Warren Lee

Personal information
- Full name: Warren Wain Lee
- Born: 27 August 1987 (age 38) New Delhi, India
- Batting: Right-handed
- Bowling: Right-arm medium-fast
- Role: Bowler

Domestic team information
- 2009: Kent
- 2012–2013: Unicorns
- LA debut: 26 April 2009 Kent v Somerset
- Last LA: 27 May 2013 Unicorns v Leicestershire

Career statistics
| Competition | List A |
| Matches | 13 |
| Runs scored | 25 |
| Batting average | 4.16 |
| 100s/50s | 0/0 |
| Top score | 11 |
| Balls bowled | 445 |
| Wickets | 14 |
| Bowling average | 36.28 |
| 5 wickets in innings | 0 |
| 10 wickets in match | 0 |
| Best bowling | 3/39 |
| Catches/stumpings | 3/– |
- Source: CricInfo, 30 January 2016

= Warren Lee (cricketer) =

English cricketer (born 1987)

Warren Wain Lee (born 27 August 1987) is an English former professional cricketer who played List A cricket for Kent County Cricket Club and Unicorns. Lee was born in India at New Delhi and educated at Eaglesfield School and Shooters Hill Sixth Form College in Greenwich in south-east London.
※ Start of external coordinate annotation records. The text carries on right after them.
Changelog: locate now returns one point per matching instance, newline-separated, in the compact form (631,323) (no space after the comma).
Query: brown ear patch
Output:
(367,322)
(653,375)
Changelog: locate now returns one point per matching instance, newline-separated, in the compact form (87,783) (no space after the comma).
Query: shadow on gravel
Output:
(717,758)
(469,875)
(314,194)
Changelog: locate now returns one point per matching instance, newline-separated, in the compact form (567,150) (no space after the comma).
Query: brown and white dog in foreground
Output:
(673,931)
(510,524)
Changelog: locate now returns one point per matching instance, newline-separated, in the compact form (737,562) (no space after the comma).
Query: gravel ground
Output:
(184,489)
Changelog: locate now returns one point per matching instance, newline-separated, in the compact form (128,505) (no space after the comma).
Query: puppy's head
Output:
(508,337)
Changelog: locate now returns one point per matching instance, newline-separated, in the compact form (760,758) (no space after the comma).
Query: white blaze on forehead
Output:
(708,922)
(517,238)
A right arm medium-fast bowler, Lee played Second XI cricket for Kent from 2006 before making his List A cricket debut for Kent against Somerset in April 2009.

He played twice for Kent in 2009 before his contract was renewed at the end the season, but was released by the county part way through the 2010 season. He also made appearances for the Second XIs of Middlesex, Surrey and Worcestershire before playing for Unicorns in 11 List A matches in 2012 and 2013.

Lee has played for Blackheath and Bickley Park in the Kent Cricket League and has appeared for MCC in non-first-class matches.